One of the most dangerous places for women is in their own home, the UN’s agency for gender equality said in a report released on Tuesday.

UN Women urged nations to make legislative moves to protect women under law from violence in its flagship report, “Progress of the World’s Women.”

“The shocking pervasiveness of intimate partner violence means that statistically, home is one of the most dangerous places to be for a woman,” executive director Phumzile Mlambo-Ngcuka said in the foreword of the report.

There has been progress in legislating against gender discrimination, but it is “no accident” that family law has been the slowest to change, as they govern a woman’s right to choose who and when to marry, to divorce, and shape access to family resources, Mlambo-Ngcuka said.

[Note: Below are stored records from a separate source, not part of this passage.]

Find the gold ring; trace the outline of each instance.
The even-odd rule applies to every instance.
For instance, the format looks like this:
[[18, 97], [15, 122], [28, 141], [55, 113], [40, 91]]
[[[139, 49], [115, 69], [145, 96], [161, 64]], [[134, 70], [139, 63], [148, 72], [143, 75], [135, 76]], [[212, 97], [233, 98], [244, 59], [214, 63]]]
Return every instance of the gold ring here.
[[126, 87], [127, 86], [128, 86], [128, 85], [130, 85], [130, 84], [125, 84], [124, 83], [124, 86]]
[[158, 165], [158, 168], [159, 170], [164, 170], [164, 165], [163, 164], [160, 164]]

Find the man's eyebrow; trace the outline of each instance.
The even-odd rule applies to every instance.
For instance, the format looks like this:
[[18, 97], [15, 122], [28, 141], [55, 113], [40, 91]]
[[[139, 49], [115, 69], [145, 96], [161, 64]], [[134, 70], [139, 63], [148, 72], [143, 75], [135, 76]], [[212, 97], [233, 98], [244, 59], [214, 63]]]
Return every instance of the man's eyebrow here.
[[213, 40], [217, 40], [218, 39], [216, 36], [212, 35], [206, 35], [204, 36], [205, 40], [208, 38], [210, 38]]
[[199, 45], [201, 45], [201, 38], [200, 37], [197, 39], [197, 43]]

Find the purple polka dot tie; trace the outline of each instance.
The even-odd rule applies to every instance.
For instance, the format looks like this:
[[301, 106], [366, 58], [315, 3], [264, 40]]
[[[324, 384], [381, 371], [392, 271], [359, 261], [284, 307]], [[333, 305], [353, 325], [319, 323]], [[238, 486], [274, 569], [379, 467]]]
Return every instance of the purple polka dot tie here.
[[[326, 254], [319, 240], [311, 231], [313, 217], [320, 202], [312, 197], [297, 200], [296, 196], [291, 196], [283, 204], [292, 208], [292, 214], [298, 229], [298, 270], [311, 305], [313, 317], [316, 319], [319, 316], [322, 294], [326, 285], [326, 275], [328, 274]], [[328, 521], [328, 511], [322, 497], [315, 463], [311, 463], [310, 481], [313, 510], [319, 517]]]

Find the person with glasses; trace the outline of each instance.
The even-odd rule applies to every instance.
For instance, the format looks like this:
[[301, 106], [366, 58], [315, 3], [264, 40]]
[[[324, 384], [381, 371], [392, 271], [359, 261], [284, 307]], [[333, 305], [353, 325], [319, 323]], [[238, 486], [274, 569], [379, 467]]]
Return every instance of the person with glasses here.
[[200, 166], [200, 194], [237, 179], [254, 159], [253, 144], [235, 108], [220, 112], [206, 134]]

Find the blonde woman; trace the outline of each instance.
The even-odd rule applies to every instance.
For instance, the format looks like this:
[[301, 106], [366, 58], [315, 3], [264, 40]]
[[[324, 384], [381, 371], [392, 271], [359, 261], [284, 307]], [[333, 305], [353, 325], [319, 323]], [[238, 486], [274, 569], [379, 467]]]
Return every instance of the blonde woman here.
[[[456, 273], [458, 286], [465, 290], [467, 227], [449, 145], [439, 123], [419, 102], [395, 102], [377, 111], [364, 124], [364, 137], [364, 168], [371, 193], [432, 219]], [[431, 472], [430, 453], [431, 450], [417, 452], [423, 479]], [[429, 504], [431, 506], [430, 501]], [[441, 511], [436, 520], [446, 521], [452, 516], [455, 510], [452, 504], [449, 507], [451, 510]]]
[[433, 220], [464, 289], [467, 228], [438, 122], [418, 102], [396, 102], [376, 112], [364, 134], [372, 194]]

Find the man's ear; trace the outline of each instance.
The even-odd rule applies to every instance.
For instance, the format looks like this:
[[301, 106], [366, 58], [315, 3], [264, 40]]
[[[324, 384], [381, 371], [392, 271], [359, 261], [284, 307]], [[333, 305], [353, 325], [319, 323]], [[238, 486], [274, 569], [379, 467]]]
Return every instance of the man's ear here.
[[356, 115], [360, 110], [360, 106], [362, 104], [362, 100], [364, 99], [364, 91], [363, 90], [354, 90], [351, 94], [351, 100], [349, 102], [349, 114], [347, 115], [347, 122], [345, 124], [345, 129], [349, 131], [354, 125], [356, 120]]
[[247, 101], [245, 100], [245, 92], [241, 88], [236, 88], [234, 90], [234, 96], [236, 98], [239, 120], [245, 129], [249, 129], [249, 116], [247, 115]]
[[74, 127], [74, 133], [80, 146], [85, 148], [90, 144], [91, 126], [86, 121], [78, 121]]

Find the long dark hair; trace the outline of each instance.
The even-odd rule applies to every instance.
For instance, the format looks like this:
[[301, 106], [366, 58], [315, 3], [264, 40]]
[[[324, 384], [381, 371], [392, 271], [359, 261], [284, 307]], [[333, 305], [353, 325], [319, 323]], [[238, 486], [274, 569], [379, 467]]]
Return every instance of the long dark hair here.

Layers of patriarchal power, authority, and control over women and children can make the family a place of harm where violence against women is condoned and perpetuated, the report says.

In 19 of 189 countries and territories surveyed, the law explicitly requires women to obey their husbands. In 111, marital rape is not explicitly criminalized by law.

Some 76 percent of countries had laws to criminalize domestic violence by 2018. But 17.8 percent of women reported experiencing physical or sexual violence at the hands of an intimate partner in the last 12 months.

UN Women has been working since 2011 to promote women’s equal participation in all aspects of life.